How often have we looked outward for leadership in our lives? How often have we missed opportunities to achieve success because we waited for orders and directions from a leader?
During the past year, I spent serious reading time in the area of leadership style and development. Normally, my selections are from sources throughout America. Whether they are classic or modernistic, they are basically “America” thoughts. In the past year, however, a number of my readings were from researchers in other countries. It is interesting to see how our leadership thoughts examined from a completely different perspective. Much of what we consider to be the Holy Grail of leadership apparently does not play well in other parts of the world. It reminds me of a book that I read in the 1960s, The Ugly American, which taught that we are not perfect, but we work to force our ways on everyone else.

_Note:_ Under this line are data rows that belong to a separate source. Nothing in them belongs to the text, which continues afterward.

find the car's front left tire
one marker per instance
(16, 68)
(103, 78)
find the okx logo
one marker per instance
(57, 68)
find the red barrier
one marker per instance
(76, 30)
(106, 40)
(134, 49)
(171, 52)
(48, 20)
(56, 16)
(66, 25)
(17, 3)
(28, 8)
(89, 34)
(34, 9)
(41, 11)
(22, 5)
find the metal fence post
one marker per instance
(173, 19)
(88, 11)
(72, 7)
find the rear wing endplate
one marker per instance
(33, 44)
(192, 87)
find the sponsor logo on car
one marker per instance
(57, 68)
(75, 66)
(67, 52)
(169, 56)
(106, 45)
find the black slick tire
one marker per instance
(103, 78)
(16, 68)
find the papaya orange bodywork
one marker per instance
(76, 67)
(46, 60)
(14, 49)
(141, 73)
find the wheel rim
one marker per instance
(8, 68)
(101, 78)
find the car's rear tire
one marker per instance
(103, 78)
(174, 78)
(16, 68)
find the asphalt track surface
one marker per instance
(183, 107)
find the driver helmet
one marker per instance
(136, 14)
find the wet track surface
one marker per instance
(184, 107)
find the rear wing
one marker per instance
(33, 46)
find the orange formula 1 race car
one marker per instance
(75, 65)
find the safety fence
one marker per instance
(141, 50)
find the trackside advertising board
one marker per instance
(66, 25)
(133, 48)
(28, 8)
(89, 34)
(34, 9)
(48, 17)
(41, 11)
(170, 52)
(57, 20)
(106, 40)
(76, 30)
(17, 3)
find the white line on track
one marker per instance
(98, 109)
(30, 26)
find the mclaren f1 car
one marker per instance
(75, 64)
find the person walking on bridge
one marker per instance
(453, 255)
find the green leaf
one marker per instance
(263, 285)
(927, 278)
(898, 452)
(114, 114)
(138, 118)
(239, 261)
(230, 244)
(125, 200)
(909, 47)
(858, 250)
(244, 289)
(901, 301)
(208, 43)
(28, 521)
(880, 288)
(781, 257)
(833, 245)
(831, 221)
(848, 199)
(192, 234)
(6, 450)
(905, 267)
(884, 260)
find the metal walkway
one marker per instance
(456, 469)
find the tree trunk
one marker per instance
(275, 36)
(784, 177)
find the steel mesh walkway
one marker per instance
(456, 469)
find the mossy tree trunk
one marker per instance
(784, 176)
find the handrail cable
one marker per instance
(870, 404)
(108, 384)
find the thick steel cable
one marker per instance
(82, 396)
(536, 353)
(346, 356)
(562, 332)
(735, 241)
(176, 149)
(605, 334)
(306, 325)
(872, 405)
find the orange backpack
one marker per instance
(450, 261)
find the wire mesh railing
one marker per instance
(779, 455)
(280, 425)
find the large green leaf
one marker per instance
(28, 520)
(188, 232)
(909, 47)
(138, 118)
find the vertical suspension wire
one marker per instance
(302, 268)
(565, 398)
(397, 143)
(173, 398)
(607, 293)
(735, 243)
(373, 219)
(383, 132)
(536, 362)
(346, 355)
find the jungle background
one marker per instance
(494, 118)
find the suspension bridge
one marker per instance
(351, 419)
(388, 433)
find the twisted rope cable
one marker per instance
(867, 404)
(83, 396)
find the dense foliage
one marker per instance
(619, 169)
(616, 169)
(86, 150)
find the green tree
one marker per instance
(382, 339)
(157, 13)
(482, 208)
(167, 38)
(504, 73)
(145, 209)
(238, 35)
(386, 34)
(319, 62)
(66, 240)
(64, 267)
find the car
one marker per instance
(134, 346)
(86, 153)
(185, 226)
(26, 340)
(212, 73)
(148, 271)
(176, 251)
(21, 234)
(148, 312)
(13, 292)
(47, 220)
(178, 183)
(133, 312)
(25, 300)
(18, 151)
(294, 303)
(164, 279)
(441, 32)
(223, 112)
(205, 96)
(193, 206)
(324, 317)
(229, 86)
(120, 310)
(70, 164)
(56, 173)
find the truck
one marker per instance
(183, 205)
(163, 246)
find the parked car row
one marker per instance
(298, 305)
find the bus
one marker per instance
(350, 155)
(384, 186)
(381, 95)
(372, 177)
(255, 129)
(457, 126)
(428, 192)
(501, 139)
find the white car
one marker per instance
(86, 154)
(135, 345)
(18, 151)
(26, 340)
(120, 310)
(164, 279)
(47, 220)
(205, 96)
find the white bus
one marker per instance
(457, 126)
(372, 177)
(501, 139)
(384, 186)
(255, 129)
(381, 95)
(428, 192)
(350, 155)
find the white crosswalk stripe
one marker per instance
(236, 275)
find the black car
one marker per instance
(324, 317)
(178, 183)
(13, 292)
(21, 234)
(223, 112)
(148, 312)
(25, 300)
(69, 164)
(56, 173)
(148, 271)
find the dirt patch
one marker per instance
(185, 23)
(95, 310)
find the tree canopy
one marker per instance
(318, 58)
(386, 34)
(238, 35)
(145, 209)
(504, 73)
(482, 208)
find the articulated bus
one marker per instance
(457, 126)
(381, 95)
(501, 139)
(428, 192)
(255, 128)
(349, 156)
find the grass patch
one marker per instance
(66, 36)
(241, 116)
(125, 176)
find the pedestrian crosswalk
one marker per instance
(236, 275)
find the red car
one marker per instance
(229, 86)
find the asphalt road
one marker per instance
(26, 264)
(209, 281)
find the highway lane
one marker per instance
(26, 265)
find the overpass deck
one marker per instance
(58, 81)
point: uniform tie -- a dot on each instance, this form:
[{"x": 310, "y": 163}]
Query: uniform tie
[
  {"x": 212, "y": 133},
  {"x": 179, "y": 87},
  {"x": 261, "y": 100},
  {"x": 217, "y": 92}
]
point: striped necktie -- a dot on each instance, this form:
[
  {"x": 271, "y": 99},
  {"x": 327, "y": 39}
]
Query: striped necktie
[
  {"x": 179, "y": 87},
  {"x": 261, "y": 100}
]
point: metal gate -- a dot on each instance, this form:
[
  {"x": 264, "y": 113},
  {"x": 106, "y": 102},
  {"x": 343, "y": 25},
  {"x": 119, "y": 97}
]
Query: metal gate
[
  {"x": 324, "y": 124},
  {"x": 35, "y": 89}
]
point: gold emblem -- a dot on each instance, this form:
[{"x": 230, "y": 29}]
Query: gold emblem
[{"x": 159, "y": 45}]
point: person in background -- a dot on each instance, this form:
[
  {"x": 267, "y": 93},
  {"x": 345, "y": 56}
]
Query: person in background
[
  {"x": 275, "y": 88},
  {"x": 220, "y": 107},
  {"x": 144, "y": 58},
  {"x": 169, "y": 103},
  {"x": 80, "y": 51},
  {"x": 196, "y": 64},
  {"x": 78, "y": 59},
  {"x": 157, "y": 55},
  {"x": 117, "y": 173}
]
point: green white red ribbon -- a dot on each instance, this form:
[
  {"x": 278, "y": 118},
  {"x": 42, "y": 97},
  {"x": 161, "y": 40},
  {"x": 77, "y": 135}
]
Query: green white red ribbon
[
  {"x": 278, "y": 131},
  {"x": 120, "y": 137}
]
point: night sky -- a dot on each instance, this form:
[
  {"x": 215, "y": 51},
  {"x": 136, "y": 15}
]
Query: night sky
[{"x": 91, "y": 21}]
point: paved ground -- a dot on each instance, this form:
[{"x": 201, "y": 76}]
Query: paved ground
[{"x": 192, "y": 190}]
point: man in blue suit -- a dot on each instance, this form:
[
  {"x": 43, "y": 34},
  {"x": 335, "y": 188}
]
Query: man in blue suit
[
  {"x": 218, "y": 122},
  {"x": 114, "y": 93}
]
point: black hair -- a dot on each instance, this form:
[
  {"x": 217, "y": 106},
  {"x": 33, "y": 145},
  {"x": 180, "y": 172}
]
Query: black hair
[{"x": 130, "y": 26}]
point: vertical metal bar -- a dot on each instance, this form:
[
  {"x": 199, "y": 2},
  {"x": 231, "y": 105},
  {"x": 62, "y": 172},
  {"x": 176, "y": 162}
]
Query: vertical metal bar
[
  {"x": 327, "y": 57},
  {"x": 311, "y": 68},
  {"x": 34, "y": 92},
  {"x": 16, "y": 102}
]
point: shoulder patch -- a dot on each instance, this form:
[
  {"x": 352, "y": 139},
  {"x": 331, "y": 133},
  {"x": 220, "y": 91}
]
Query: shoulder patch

Perhaps the most interesting aspects of one of the texts, In Search of Leaders by Hilarie Owens, came from her listing of what she calls her seven key essences of leadership. Some you may have seen or heard before, while others present a new view of the leadership world. They are as follows:
- Leadership is distinctly different from management and is not just something to be added on to the job of a manager.
- Everyone is born with some gift of leadership, be it great or small. It is part of the human spirit and should be expressed in the world.
- Leadership is not a “fad.”
- Leadership starts with the individual and requires a journey of becoming your true self.
- Leadership requires us to understand and listen to what is emerging in the world.
- Leadership is expressed by everyone when people are connected and part of the whole.
- Leadership is about being followers as well as leaders.
I have always thought that leaders and managers were different kinds of people. Would you rather follow a combat infantryman or an accountant into battle? Would you rather attack a burning building fire with a fire vehicle mechanic or a trained engine company? These are simple, but easily understood examples.
Those people who have traveled toward the managerial world have usually become enamored of things. They are not worried about individual people; rather, they are hung up on dollars and things. To many managers, a person is a thing, just like a tire, an ax or a fire department pumper. Each has an expense and each is thought of in terms of cost.
Real leaders think of people as people. Each person who worked with me over the years had an intrinsic value. I worked to support and nurture each one of them. What I was to the organization, I was as a result of them and their labors. We were inextricably tied together. Many of my greatest conflicts in the fire service have been with bean counters. They urge us to do more with less, not understanding that they had not given us enough in the first place. I guess this is why I am so hung up on the manager-versus-leader analogy. I have seen the damage that such people can do.
As leaders, we are asked to empower our people. We want them to experience some form of buy-in with all that we are asking them to do. Owens speaks to this when she tells us that there is a little bit of the leader born into each of us. Have you ever been in a situation in which someone you know simply stepped up to the plate during a serious emergency and performed in a way that you might never have expected?